Another crossover is the red woolly hat that Sam wears for most of the film. In Pageboy, he writes of being told as a young actor in Hollywood to “take off your hat”, another push toward gender conformity. Now he wears it proudly throughout Close to You. Deliberate or coincidental? “I think a bit of both. A hat is, and has been throughout my life, some kind of gender marker for me. And now it’s like: ‘Oh yeah, I can do this. And it’s not an issue. It’s not going to turn into a long conversation.’” Arguably the most radical moment in the film occurs when Sam has taken all he can of the domestic tensions. “Family is not the most important thing,” he announces. For queer and trans people, the pressure to placate or conform to a family who may not have your best interests at heart means putting up with aggressions of the micro and macro variety. Close to You suggests it is perfectly reasonable simply to opt out.

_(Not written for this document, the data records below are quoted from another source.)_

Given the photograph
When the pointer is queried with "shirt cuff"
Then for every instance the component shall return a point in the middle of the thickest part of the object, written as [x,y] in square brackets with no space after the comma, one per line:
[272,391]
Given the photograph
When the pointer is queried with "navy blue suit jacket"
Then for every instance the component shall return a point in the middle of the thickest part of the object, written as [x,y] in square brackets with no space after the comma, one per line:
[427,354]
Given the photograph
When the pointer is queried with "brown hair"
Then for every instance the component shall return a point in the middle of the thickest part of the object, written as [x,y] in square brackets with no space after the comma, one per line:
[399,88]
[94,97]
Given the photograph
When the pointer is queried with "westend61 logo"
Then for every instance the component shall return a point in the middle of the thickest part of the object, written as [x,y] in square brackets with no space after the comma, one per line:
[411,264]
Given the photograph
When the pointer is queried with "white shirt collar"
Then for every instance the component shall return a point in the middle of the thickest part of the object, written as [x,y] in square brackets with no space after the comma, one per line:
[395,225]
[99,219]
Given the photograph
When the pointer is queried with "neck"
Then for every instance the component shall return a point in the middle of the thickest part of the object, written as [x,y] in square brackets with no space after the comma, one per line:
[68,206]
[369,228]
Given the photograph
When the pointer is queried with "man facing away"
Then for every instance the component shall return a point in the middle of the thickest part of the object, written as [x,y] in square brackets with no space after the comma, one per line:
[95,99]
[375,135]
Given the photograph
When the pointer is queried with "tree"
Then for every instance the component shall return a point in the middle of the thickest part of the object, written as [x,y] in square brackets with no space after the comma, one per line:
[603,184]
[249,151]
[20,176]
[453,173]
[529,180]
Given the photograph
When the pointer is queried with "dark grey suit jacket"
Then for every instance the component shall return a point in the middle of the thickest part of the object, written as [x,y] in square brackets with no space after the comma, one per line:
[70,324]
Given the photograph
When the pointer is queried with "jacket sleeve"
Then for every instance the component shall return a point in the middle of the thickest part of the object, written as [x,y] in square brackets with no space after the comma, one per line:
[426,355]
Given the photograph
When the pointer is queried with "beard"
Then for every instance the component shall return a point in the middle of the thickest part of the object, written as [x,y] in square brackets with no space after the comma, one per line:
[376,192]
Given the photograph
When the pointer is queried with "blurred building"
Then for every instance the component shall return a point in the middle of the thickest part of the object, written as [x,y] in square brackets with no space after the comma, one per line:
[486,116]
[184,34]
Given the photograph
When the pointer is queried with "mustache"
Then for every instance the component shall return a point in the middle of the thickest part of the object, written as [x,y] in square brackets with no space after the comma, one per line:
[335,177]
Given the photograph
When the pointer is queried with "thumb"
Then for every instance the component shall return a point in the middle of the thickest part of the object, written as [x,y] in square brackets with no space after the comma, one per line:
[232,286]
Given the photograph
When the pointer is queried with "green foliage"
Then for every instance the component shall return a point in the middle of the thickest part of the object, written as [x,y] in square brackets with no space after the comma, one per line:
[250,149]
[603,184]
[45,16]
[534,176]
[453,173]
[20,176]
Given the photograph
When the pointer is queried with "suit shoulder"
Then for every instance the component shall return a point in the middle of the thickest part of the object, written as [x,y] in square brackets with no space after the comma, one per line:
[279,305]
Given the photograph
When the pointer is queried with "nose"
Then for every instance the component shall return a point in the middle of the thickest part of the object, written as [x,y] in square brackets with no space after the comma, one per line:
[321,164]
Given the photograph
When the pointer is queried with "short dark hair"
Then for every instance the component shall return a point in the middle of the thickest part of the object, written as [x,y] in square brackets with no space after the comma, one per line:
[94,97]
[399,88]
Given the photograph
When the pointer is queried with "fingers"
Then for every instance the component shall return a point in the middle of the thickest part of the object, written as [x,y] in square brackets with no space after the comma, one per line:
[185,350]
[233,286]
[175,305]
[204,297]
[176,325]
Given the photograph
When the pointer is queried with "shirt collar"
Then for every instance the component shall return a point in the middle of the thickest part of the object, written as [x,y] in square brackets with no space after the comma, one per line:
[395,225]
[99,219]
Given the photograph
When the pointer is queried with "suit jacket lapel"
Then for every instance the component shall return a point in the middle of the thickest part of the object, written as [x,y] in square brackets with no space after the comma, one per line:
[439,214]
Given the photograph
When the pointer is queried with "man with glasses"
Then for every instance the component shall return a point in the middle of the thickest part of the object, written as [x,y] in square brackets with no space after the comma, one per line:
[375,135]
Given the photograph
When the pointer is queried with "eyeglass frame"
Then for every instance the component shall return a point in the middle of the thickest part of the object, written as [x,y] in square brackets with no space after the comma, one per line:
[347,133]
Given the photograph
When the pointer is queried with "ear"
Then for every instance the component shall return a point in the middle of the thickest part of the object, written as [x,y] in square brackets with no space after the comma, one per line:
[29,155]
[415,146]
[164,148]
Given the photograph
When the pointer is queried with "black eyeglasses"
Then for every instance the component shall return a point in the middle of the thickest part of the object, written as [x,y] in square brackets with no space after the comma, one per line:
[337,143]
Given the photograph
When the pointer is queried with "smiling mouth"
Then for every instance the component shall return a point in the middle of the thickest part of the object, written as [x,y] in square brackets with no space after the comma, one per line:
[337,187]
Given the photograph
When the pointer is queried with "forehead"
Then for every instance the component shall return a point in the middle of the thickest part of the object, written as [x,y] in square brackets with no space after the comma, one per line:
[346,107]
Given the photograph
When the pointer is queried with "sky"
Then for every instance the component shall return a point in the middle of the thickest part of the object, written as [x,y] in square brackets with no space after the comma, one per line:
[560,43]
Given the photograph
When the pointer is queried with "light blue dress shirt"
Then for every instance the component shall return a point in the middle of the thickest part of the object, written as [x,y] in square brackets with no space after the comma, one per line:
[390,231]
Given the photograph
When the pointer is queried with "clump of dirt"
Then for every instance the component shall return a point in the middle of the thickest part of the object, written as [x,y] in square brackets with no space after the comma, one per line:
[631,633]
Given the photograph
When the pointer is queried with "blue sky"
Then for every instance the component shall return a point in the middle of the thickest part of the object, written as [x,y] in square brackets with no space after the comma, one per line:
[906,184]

“I don’t write those lines, so things are said that are really meant,” says Savage of his improvisatory process. “The actors aren’t acting any more. Elliot reacted in that organic way and it was rather perfect and beautiful. I liked the surprise of it. I remember us at the time saying to each other: ‘That was important.’” Page beams proudly. “You could feel something happen,” he says. “And yeah, we’re not actually used to a queer trans person having a boundary in that moment: ‘Hey, I actually don’t want to sit here and this isn’t good for me.’”
That resonates with Savage, who is a father of three adult daughters. “I get it. We find our families in all kinds of places, don’t we? They’re not necessarily the people that we’ve grown up with and that we were born to. Some people, I imagine, would think that was heresy, but I find it quite a liberating idea.”
The scarcity of trans narratives puts undue pressure on the ones that get made to tell everybody’s stories. But trans film-makers including Isabel Sandoval (Lingua Franca) and Jessica Dunn Rovinelli (So Pretty) have spoken of their frustration at the emphasis on the educational in trans cinema and an obligation for those films to be easily understood by cisgender audiences. Close to You is not guilty of that, but Page isn’t oblivious to the complaint.
“It can, of course, be tiresome,” he says. “But I also try my best when I’m doing press to be like: ‘I understand that you don’t know a trans person, so let’s talk about it …’ The vast majority of people don’t personally know a trans person, or don’t think they do. That helps to spread the lies about our lives, about our healthcare, about who we are – and to then have those lies utilised for nefarious means.”
Close to You can only help, though any good intentions would count for little if it wasn’t also a complex work: wise about how we balance our duties to ourselves and others, devout but unsentimental in its portrait of romance, and with a brave, bold lead performance that deserves to shock a temporarily flatlined film career back to life.